Jacków, J., Guo, Z., Hansen, C., Abaci, H. E., Doucet, Y. S., Shin, J. U., Hayashi, R., DeLorenzo, D., Kabata, Y., Shinkuma, S., Salas-Alanis, J. C., & Christiano, A. M. (2019). CRISPR/Cas9-based targeted genome editing for correction of recessive dystrophic epidermolysis bullosa using iPS cells. Proceedings of the National Academy of Sciences of the United States of America, 116(52), 26846–26852. Advance online publication. https://doi.org/10.1073/pnas.1907081116

Induced pluripotent stem cells (iPSCs) show great promise as a therapeutic tool for a wide variety of human diseases. Pluripotent stem cells can differentiate into any human cell type, allowing researchers to create patient-specific cell lines that do not carry a risk of rejection in vivo. iPSCs are derived from adult cells, so their study is less controversial than embryonic stem cells for equivalent conditions. Stem cell therapy shows great promise in treating dystrophic epidermolysis bullosa (EB), a rare recessive genetic disorder caused by mutations in the COL7A1 gene that results in fragile skin and painful skin blistering.

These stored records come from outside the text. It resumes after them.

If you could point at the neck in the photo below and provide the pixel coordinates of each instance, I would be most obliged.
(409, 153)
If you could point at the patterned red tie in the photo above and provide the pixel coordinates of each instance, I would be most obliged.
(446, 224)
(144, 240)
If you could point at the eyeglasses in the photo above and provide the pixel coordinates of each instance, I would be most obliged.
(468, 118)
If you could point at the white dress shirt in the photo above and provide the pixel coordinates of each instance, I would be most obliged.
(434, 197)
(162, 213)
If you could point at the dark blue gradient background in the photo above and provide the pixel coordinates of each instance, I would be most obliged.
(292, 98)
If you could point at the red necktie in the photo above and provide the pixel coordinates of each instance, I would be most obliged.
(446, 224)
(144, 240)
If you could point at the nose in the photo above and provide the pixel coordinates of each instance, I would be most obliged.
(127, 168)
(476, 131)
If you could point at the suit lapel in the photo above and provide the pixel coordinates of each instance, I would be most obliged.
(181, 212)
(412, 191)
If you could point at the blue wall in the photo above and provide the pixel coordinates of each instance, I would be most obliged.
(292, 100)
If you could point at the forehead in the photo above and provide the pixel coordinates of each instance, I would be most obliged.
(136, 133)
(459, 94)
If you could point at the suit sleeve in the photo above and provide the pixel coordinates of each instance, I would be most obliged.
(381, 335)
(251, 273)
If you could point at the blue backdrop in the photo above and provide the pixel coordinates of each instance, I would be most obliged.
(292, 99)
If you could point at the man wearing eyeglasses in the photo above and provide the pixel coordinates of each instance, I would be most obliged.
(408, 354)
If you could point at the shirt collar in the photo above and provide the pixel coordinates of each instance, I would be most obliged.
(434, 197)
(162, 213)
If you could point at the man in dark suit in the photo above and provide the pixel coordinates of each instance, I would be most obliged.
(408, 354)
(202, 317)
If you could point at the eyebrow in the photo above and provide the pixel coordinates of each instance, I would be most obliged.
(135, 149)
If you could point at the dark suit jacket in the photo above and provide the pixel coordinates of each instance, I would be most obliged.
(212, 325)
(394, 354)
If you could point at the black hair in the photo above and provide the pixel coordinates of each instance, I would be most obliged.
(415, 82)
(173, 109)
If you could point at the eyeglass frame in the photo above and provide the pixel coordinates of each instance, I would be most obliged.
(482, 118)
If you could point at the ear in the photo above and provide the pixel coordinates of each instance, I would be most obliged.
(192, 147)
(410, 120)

In this paper, researchers at Columbia University use CRISPR/Cas9 technology to correct COL7A1 mutations in patient iPSCs. Gene-modified cells were differentiated into keratinocytes and fibroblasts before transplantation and engraftment into a mouse model. Transplanted cells successfully rescued the wild-type skin phenotype and did not show evidence of tumorigenesis, a documented concern for iPSC therapeutics. The research team applied Aldevron SpyFi™ Cas9 Nuclease due to the reduction in off-target editing and equivalent on-target performance in comparison to wild-type SpCas9.